Only in so much as it will severely stifle and slow down economic and scientific development. People will keep dying because new medicines, and new technologies for water filtration, food, housing, and communication will take longer to get invented, built, and delivered. If I come up with a new water filtration system, and can sell it for a 20% profit, my options are:
Take out a multi million dollar loan to set up a factory to produce them by the thousands, then pay off the loan over five to ten years, keep a few $100k profit for myself, and use that money on some other invention, OR
Not having access to loans, make the filters in mygarage one at a time, save up the %20 profits for many years, and maybe afer many many years be able to afford  a factory to make them, but by then either someone else will have invented a better filter, or the customer base would have died off due to bad water.

Bottom line is, loans are a good thing. Irresponsible people who take out loans they can't afford, and who take on loans without even taking the time to understand finances, is the bad thing.


Title: Re: Bitcoin, debt as deep as the banks couldn't have imagined.
Post by: runeks on February 07, 2012, 07:01:56 PM
I wonder what would happen to the world if borrowing currency became illegal. Not just no interest on loans, but no loans on currency to begin with.
I think the definition of a "currency" would broaden significantly if this were to happen.


Title: Re: Bitcoin, debt as deep as the banks couldn't have imagined.
Post by: MPOE-PR on February 29, 2012, 10:21:52 AM
Quote
Bitcoins at this point in time are risky to even own.  They swing wildly from day to day.  I could lend 5btc and in return get 4btc back if btc raises in value.  I still do get a healthy return.

Options are the answer of course.


Title: Re: Bitcoin, debt as deep as the banks couldn't have imagined.
Post by: hashman on February 29, 2012, 11:51:45 AM
I wonder what would happen to the world if borrowing currency became illegal.

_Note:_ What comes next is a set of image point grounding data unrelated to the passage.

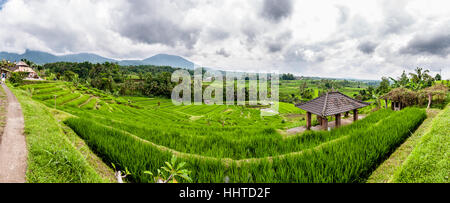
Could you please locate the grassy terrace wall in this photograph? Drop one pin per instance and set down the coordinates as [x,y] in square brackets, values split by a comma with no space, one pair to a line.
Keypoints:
[429,162]
[225,143]
[349,159]
[51,156]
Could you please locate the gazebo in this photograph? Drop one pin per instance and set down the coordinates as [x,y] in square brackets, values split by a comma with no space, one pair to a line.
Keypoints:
[332,103]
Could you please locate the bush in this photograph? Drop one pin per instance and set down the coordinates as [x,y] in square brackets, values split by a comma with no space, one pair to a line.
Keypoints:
[16,78]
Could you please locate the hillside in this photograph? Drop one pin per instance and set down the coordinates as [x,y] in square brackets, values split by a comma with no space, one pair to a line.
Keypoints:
[39,57]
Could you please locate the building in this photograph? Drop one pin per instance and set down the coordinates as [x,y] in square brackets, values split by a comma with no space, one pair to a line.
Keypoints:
[331,104]
[24,68]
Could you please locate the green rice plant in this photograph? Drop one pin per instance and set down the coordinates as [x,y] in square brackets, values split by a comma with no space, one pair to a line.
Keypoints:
[67,98]
[349,159]
[90,105]
[79,101]
[52,95]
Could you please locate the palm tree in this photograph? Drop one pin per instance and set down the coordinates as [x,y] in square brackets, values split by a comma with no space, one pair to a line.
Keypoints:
[420,79]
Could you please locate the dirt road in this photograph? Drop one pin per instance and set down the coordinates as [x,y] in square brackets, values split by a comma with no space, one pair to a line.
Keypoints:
[13,148]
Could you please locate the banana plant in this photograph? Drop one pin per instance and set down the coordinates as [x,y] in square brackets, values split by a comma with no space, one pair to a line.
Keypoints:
[170,172]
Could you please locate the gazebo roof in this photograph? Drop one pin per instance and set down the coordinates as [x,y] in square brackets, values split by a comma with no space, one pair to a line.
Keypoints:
[332,103]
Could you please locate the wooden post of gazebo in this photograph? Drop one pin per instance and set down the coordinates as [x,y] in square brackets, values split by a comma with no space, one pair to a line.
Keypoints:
[325,123]
[308,120]
[332,103]
[338,120]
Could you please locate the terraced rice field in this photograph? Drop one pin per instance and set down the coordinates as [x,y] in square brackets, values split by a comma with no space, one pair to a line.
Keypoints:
[223,143]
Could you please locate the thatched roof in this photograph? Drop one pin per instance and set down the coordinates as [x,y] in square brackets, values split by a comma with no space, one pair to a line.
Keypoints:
[332,103]
[401,94]
[21,63]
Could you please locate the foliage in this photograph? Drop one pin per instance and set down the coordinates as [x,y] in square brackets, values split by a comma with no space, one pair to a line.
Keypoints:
[429,162]
[170,172]
[403,95]
[16,78]
[288,76]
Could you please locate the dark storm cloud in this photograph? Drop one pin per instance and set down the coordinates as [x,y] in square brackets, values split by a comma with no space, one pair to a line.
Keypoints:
[276,10]
[367,47]
[344,14]
[217,34]
[59,38]
[157,22]
[276,44]
[438,44]
[223,52]
[396,17]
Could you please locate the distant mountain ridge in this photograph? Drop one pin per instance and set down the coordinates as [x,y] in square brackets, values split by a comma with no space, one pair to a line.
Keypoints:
[39,57]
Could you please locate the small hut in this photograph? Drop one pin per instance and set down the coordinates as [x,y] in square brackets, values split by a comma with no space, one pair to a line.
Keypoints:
[331,104]
[24,68]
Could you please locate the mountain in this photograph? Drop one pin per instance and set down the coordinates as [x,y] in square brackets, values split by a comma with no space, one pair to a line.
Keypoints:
[39,57]
[171,60]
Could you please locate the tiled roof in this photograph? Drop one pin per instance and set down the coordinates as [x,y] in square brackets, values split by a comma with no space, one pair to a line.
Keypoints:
[332,103]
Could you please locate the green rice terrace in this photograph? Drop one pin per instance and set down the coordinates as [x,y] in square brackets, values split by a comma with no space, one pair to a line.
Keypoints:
[219,143]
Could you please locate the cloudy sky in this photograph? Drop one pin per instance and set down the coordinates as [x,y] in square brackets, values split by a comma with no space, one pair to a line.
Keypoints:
[351,39]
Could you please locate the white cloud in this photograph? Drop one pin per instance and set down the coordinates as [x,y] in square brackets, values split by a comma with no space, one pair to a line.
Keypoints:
[357,39]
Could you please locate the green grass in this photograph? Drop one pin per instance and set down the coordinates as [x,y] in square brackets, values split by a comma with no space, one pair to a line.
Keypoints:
[385,172]
[51,156]
[221,142]
[429,162]
[349,159]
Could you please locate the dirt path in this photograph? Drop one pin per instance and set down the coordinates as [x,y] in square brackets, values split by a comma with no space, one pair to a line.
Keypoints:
[13,148]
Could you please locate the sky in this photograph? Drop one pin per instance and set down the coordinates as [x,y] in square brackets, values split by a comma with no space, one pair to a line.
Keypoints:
[340,39]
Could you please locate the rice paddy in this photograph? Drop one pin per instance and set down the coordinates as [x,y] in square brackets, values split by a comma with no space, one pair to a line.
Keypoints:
[223,143]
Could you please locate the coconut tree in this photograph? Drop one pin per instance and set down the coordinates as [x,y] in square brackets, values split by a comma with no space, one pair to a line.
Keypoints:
[439,90]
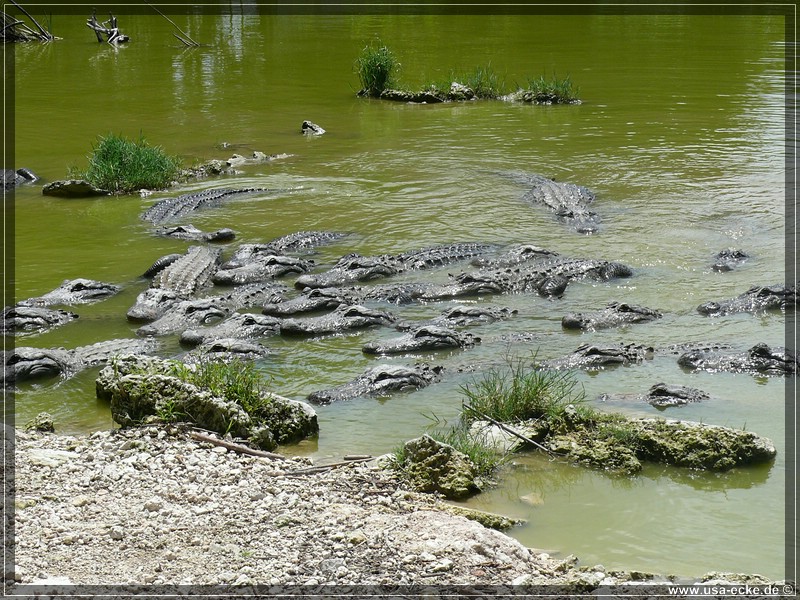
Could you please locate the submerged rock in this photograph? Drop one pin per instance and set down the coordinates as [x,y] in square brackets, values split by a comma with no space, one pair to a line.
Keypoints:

Not just no interest on loans, but no loans on currency to begin with.

That is, you only have what people give you, or you create yourself (through labor) -

Would it improve human relationships?

Would it destroy the idea of raising capital?

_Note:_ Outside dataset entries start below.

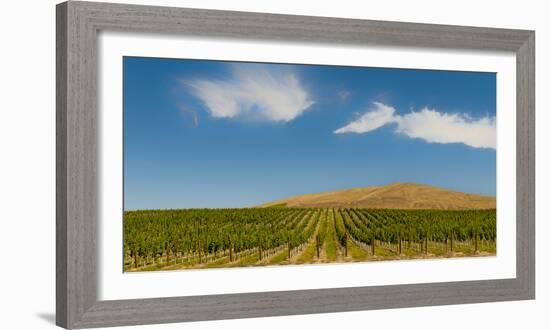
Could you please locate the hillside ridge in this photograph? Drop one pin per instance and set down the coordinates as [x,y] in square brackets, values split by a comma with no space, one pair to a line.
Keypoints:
[393,196]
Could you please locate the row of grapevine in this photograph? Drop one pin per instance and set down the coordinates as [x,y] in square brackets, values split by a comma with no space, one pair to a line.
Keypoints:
[201,236]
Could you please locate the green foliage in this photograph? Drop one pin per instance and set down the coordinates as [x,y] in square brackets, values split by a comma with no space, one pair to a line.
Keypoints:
[153,237]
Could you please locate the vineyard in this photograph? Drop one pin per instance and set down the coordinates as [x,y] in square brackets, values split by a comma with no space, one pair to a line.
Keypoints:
[209,238]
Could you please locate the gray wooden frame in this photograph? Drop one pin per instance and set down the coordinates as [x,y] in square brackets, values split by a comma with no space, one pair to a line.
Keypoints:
[77,152]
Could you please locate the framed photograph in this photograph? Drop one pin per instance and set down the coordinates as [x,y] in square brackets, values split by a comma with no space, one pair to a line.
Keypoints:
[216,165]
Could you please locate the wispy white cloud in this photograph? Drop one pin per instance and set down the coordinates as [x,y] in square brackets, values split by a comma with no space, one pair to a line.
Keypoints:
[343,95]
[253,93]
[429,125]
[377,117]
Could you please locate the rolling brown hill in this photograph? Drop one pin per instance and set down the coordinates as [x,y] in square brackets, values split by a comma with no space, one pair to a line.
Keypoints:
[393,196]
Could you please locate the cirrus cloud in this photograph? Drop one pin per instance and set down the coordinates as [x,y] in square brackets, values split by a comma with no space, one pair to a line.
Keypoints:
[254,93]
[429,125]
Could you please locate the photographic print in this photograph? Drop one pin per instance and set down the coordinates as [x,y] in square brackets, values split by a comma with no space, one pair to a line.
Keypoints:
[234,164]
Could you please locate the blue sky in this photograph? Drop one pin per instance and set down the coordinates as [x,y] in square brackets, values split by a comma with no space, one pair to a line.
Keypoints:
[230,134]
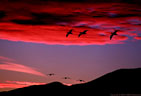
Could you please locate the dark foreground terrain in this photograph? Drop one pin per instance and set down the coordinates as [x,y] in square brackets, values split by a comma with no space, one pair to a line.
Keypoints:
[123,81]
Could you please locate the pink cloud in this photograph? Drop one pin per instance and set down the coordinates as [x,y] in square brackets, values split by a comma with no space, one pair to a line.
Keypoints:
[138,37]
[20,68]
[18,84]
[6,59]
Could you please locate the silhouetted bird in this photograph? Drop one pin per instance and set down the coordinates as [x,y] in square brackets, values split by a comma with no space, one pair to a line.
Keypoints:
[114,33]
[66,78]
[84,32]
[70,32]
[81,80]
[51,74]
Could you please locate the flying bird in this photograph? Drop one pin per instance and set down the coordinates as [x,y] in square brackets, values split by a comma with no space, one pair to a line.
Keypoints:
[114,33]
[51,74]
[66,78]
[81,33]
[68,33]
[81,80]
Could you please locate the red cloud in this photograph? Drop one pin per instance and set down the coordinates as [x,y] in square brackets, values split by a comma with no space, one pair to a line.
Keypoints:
[48,22]
[138,37]
[20,68]
[5,58]
[18,84]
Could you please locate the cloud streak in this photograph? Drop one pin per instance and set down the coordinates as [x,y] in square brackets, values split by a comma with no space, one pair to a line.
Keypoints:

Would it kill millions of people?


Like any prohibition of victimless behavior, it would kill a lot of people and create huge problems such as corruption, monopolies, incarceration and all the associated problems.  This is very basic psychology.  Interest rates would go up, but people will not stop lending or borrowing.  Everyone suffers, even the few who get rich with their overpriced black market services.  I was hoping we could move past this kind of idiocy soon.